Speaking to reporters for the first time since he was re-elected, Obama was pressed on the widening scandal that’s ensnared recently resigned CIA Director David Petraeus and Marine Gen. John Allen, but he said he didn’t think there had been any negative national security disclosures and that he’d withhold judgment on whether he should have been alerted sooner to the FBI investigation.

He also was quizzed about his administration’s handling of the Sept. 11 attack on the U.S. consulate in Benghazi, Libya — and he delivered a heated defense of his United Nations ambassador, Susan Rice, whose name has been floated as a potential successor to Secretary of State Hillary Clinton.

Reflecting the heightened importance of the Hispanic vote, he called on a reporter for the Spanish-language television network Telemundo and told her he expected a comprehensive immigration bill would be introduced “very soon after my inauguration.”

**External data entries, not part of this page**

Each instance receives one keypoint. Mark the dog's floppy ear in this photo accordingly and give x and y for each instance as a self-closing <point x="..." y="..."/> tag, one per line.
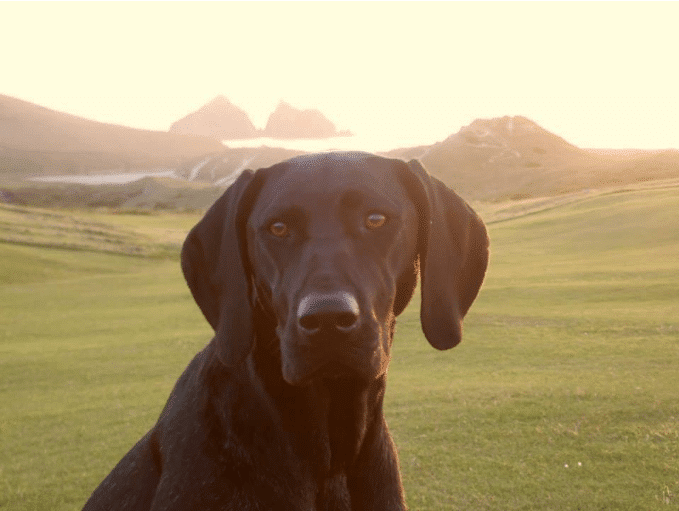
<point x="453" y="248"/>
<point x="213" y="269"/>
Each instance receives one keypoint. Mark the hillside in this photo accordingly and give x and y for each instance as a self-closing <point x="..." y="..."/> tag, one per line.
<point x="37" y="140"/>
<point x="513" y="157"/>
<point x="508" y="158"/>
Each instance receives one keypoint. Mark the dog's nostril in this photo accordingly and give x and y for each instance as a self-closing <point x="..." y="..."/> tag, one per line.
<point x="310" y="323"/>
<point x="334" y="311"/>
<point x="345" y="320"/>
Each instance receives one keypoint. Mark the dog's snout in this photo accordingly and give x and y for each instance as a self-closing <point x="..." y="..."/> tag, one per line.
<point x="327" y="312"/>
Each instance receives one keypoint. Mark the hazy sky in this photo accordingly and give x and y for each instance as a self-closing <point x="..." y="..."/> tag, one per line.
<point x="597" y="74"/>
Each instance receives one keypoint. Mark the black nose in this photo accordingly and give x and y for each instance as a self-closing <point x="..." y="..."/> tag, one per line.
<point x="328" y="312"/>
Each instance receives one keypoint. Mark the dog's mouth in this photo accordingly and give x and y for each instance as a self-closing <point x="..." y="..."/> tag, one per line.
<point x="329" y="373"/>
<point x="336" y="371"/>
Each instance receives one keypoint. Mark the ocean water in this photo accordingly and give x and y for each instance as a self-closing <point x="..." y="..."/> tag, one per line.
<point x="372" y="143"/>
<point x="101" y="179"/>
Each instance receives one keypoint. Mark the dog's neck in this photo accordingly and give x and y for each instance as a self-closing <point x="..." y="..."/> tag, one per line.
<point x="328" y="418"/>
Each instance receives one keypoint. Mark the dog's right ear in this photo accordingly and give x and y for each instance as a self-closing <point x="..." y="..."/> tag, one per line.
<point x="213" y="269"/>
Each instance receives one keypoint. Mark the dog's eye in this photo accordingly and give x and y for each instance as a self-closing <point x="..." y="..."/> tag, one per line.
<point x="279" y="229"/>
<point x="375" y="220"/>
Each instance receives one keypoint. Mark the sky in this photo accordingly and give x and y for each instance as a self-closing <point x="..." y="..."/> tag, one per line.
<point x="600" y="75"/>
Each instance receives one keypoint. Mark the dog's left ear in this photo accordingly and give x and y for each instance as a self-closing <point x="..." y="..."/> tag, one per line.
<point x="453" y="248"/>
<point x="213" y="268"/>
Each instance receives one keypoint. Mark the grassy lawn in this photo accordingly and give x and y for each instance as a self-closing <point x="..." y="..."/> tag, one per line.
<point x="562" y="396"/>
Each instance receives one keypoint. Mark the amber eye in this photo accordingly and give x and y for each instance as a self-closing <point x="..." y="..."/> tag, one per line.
<point x="375" y="220"/>
<point x="278" y="229"/>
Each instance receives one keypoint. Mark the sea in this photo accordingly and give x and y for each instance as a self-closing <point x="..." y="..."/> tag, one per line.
<point x="345" y="143"/>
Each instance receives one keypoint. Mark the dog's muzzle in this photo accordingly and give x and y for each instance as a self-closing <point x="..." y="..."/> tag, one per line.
<point x="330" y="313"/>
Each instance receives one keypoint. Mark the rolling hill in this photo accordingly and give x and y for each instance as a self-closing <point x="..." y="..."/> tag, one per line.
<point x="37" y="140"/>
<point x="508" y="158"/>
<point x="514" y="158"/>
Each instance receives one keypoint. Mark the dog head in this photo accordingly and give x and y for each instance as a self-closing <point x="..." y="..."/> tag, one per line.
<point x="330" y="245"/>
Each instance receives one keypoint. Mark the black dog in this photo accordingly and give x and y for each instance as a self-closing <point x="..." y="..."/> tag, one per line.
<point x="301" y="269"/>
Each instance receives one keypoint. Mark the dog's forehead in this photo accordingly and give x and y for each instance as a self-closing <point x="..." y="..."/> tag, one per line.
<point x="325" y="175"/>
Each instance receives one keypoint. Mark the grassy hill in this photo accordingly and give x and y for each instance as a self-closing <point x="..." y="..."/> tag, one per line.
<point x="561" y="396"/>
<point x="514" y="158"/>
<point x="37" y="140"/>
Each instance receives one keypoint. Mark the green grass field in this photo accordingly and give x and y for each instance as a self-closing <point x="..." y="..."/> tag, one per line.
<point x="564" y="394"/>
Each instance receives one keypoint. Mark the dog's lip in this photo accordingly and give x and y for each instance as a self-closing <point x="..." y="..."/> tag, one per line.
<point x="328" y="372"/>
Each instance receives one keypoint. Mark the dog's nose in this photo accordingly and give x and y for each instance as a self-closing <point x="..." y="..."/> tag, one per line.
<point x="327" y="312"/>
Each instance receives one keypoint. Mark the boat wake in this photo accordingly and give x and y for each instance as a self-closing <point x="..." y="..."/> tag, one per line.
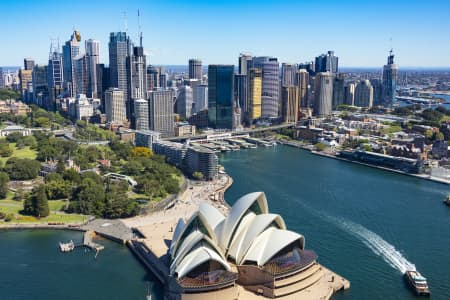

He gave some of his most extensive remarks since he’s been president on climate change, though he concluded that there’s not the political will in Washington to get much done, saying it would involve tough choices.

“I think the American people right now have been so focused, and will continue to be focused, on our economy and jobs and growth that, if the message is somehow we’re going to ignore jobs and growth simply to address climate change, I don’t think anybody’s gonna go for that,” Obama said. “I won’t go for that.”

The president, who hadn’t fielded questions from an official news conference since June, opened his remarks by calling on Congress to extend middle-class tax cuts immediately, before starting work on a larger package to address the deficit.

“We should not hold the middle class hostage while we debate tax cuts for the wealthy,” he said in his opening remarks.

Obama infuriated Democrats two years ago by siding with Republicans to extend the Bush-era tax cuts for the wealthiest, but he said Wednesday that it was a “one-time proposition” and “what I’m not going to do is to extend Bush tax cuts for the wealthiest 2 percent.”